Approvals climbed from 55,785 in December to 65,184 in January and increased by 13% on January 2012 which e.surv said was driven by high LTV borrowers and first-time buyers.
Richard Sexton, business development director of e.surv chartered surveyors, said: “These are the most encouraging signs for the mortgage market since the financial crisis.
“After an inauspicious start last autumn Funding for Lending has come good, flooding lenders’ balance sheets with cheaper funds which has encouraged them to reduce mortgage rates to record lows and roll out a much wider range of mortgages for high loan-to-value borrowers.”

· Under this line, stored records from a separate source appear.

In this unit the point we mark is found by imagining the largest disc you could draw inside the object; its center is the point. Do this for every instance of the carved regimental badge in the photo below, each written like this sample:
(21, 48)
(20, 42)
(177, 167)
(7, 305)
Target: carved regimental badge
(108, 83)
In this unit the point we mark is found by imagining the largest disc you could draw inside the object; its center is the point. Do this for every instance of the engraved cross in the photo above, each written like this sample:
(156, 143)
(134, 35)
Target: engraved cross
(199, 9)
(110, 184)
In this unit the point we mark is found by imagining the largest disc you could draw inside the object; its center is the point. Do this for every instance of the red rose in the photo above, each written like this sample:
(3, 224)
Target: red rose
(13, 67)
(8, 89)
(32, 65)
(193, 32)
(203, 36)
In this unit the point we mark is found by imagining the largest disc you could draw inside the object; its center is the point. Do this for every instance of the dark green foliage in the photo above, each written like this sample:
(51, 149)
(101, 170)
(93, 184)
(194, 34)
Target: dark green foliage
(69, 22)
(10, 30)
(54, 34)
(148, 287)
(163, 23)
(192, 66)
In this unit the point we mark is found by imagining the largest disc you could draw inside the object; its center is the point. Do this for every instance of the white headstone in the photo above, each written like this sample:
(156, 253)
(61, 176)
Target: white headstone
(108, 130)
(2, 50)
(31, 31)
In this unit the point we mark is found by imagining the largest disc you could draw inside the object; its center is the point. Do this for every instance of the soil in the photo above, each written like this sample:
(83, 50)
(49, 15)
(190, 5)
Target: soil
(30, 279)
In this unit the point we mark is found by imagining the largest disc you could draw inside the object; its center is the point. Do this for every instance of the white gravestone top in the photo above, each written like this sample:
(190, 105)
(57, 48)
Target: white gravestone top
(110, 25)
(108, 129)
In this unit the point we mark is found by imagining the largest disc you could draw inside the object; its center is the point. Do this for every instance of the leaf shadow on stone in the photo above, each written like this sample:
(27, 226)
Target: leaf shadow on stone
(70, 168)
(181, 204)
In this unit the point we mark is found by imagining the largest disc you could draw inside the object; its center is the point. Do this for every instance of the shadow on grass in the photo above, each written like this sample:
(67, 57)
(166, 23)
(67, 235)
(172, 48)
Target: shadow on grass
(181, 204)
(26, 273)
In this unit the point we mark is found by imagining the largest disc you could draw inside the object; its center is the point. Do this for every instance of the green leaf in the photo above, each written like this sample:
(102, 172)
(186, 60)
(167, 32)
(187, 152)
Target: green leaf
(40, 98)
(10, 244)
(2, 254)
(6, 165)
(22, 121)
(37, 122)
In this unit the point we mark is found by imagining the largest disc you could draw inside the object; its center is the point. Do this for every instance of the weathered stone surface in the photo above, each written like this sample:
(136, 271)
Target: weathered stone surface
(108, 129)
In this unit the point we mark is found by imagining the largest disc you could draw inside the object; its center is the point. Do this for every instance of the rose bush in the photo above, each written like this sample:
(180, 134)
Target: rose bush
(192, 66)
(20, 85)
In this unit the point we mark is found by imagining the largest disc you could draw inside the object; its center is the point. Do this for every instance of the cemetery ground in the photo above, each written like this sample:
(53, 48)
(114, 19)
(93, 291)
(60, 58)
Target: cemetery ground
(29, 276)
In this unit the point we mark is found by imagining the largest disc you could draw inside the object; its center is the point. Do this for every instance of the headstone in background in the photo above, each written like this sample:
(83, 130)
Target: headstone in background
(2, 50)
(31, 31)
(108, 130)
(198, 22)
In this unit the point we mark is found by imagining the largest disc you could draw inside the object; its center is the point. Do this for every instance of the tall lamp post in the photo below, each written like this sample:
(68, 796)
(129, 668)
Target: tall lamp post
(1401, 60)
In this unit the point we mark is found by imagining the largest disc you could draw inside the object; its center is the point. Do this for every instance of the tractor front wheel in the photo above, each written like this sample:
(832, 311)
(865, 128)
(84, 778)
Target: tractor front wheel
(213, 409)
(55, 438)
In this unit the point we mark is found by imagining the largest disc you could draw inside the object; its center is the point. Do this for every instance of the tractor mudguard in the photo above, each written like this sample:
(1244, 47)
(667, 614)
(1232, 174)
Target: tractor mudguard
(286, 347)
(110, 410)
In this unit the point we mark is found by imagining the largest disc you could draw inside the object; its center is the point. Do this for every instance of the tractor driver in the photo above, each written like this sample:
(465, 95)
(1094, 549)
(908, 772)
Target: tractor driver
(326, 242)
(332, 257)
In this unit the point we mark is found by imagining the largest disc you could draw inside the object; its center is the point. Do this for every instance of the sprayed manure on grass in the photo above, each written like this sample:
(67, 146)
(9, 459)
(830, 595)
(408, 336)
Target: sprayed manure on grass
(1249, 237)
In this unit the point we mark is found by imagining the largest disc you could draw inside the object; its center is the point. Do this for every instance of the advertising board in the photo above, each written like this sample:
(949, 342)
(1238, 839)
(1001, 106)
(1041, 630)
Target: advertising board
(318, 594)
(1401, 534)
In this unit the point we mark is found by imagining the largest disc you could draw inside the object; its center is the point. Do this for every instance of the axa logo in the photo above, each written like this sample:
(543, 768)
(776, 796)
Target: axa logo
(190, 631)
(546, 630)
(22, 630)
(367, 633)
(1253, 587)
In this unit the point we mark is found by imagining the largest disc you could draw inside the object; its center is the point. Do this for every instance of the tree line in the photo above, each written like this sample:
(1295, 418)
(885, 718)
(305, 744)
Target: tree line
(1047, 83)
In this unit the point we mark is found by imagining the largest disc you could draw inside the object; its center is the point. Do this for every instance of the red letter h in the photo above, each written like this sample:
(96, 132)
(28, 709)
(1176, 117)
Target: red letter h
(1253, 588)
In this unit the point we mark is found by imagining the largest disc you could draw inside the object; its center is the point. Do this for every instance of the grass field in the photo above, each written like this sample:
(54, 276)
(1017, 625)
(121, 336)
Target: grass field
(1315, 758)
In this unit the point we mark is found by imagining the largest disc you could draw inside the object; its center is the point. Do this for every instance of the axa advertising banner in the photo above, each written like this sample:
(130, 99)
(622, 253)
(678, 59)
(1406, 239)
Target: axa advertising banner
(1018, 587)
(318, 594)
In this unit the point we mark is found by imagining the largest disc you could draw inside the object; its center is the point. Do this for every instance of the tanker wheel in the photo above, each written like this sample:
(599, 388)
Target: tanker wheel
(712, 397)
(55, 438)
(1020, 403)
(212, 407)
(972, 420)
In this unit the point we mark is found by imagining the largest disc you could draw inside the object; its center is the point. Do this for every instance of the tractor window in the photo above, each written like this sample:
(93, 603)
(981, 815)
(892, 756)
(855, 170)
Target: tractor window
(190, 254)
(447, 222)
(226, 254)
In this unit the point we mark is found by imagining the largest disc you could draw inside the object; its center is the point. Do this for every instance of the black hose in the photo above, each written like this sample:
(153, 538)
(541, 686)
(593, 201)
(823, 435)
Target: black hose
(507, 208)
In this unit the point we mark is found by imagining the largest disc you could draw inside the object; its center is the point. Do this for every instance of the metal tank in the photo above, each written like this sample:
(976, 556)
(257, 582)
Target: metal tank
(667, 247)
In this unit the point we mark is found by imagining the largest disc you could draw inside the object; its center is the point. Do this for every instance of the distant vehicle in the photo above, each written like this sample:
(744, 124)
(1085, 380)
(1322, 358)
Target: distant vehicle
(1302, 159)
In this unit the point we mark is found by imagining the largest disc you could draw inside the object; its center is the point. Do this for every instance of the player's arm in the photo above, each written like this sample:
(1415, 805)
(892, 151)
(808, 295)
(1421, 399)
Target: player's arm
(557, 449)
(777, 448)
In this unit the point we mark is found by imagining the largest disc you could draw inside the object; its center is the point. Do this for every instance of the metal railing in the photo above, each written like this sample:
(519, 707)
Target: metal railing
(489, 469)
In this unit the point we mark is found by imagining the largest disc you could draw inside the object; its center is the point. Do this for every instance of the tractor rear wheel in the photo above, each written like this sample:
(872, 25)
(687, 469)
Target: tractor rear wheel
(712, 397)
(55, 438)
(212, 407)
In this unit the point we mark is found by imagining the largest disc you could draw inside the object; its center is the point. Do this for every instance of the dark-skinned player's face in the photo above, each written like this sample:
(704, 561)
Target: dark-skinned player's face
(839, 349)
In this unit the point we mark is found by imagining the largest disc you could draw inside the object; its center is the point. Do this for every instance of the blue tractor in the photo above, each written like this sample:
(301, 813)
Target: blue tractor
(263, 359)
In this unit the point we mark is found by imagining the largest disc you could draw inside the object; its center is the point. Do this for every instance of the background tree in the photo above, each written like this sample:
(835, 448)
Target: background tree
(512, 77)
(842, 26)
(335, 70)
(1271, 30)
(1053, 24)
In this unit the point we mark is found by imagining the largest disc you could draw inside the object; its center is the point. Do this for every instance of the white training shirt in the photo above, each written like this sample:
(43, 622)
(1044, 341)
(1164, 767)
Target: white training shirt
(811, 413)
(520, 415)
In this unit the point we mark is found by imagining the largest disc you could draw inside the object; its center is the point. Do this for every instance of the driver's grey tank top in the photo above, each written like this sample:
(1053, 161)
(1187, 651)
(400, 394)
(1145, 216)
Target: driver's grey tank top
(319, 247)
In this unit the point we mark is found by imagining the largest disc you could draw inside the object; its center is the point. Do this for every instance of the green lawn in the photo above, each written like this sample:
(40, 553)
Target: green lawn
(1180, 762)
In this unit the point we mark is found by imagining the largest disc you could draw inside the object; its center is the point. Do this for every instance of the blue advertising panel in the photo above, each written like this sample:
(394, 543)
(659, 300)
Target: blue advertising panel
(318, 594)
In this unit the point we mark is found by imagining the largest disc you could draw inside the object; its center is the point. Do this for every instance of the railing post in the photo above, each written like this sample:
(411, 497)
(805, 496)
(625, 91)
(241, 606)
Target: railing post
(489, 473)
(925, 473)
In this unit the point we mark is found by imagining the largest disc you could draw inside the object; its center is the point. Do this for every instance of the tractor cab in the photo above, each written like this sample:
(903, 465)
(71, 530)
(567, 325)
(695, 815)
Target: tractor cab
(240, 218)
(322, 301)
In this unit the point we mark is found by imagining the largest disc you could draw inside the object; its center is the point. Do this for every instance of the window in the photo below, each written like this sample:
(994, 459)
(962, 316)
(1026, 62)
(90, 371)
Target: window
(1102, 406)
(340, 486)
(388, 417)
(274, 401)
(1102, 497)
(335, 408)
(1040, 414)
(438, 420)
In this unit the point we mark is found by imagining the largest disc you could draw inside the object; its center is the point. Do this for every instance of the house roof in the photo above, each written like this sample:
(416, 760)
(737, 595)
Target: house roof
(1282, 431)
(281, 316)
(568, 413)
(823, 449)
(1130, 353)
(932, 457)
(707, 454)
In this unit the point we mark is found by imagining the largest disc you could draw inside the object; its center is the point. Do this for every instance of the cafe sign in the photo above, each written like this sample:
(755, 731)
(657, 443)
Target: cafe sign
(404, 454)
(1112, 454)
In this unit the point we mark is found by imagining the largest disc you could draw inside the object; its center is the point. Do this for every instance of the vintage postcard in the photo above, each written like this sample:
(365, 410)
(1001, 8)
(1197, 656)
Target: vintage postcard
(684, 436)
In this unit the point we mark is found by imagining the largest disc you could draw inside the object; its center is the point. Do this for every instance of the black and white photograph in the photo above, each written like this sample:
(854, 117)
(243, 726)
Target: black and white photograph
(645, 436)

Lending to borrowers with a deposit of less than 15% increased by 30% between December and January reflecting a significant improvement in the availability and affordability of first-time buyer loans.One in eight of all house purchase loans in January went to high LTV borrowers.
This was the highest proportion since February last year when first-time buyer numbers were artificially due to the rush to beat the stamp duty deadline.
There were 7,758 loans to borrowers with a deposit of 15% or lower in January, the highest number since February 2008.
Lending to high LTV borrowers has been on a broadly upward trajectory since 2011 whereby throughout 2011, there was an average of just 4,808 high LTV loans per month. In 2012 that increased 13% to 5,325.
And January saw an even greater rise of 30%, suggesting this year will see further improvements in conditions for first-time buyers.
Over the winter a number of major lenders launched their cheapest ever fixed rate mortgages which quashed mortgage rates on 2-year fixed deals down from 4.44% to 3.92%.
The cheaper funds delivered to lenders by the Funding for Lending Scheme was the root cause of the improvement in lending conditions. Since the launch of the initiative lenders have introduced more than 300 new house purchase mortgages.
Sexton said the hope now is that January isn’t just a "flash in the pan".
He said: “Borrower finances are better and the Eurozone crisis lies dormant which all bodes well for the rest of the year. Lenders are more confident and have been emboldened by Funding for Lending and by the relaxation of the speed at which they have to construct capital buffers.”
Sexton added: “Much will hinge on the economy. If it slides into a triple dip recession lots of the confidence which has been built up over the last few months will evaporate and the recovery will go up in smoke.
“There are also concerns over the government’s plan to electrify the ring fence between retail and investment banking. The voltage from this could shock lenders into focusing their efforts on restructuring their businesses, rather than on where it is needed: on new lending.”